Eckert Seamans Cherin & Mellott’s representation in a civil suit of the convicted co-owner of the juvenile detention facilities at the heart of the “kids-for-cash” scandal is under fire given the firm represented one of the detained juveniles who sued the co-owner and others.
In a motion filed Aug. 8 in Western PA Child Care v. Powell, the plaintiffs are seeking the disqualification of Eckert Seamans over what they claim is an unwaivable conflict of interest in the firm’s representation of the juvenile in one case and co-owner Robert J. Powell in the instant action.
Eckert Seamans attorney Bridget Montgomery represented Raul Clark and his parents against Powell and one of his entities as part of a class action brought against a number of players in the Luzerne County kids-for-cash scandal. That class action, Wallace v. Powell, received final settlement approval last month.
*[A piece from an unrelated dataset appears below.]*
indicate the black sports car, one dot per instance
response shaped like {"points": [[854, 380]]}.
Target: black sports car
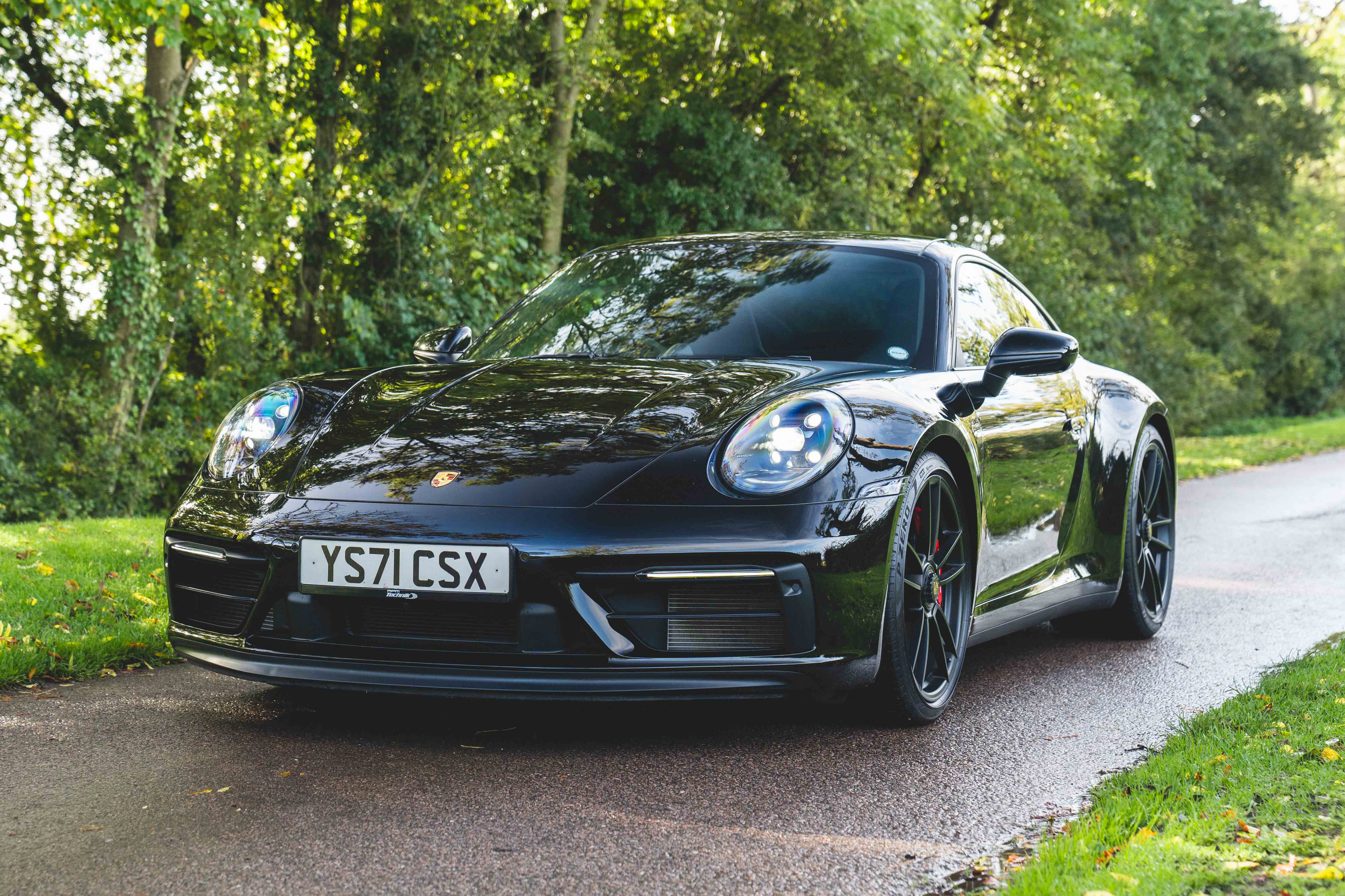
{"points": [[696, 466]]}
Eckert Seamans lawyers John R. McGinley, Daniel B. McLane and Thomas Sanchez entered their appearance in Western PA Child Care last week on behalf of Powell, his wife, and a company, Vision Holdings LLC. The Powells and others were sued in the case by Powell’s co-owner, Gregory R. Zappala, and a number of entities Zappala owns or is affiliated with.
“Robert Powell, Debra Powell and Vision Holdings engaged Eckert Seamans in order to induce this motion to disqualify and delay the hearing into the plaintiffs’ motion for preliminary injunction or, in the alternative, to attack any decision that this court might make against them due to Eckert Seamans’ conflict,” the plaintiffs in Western PA Child Care said in their motion to disqualify.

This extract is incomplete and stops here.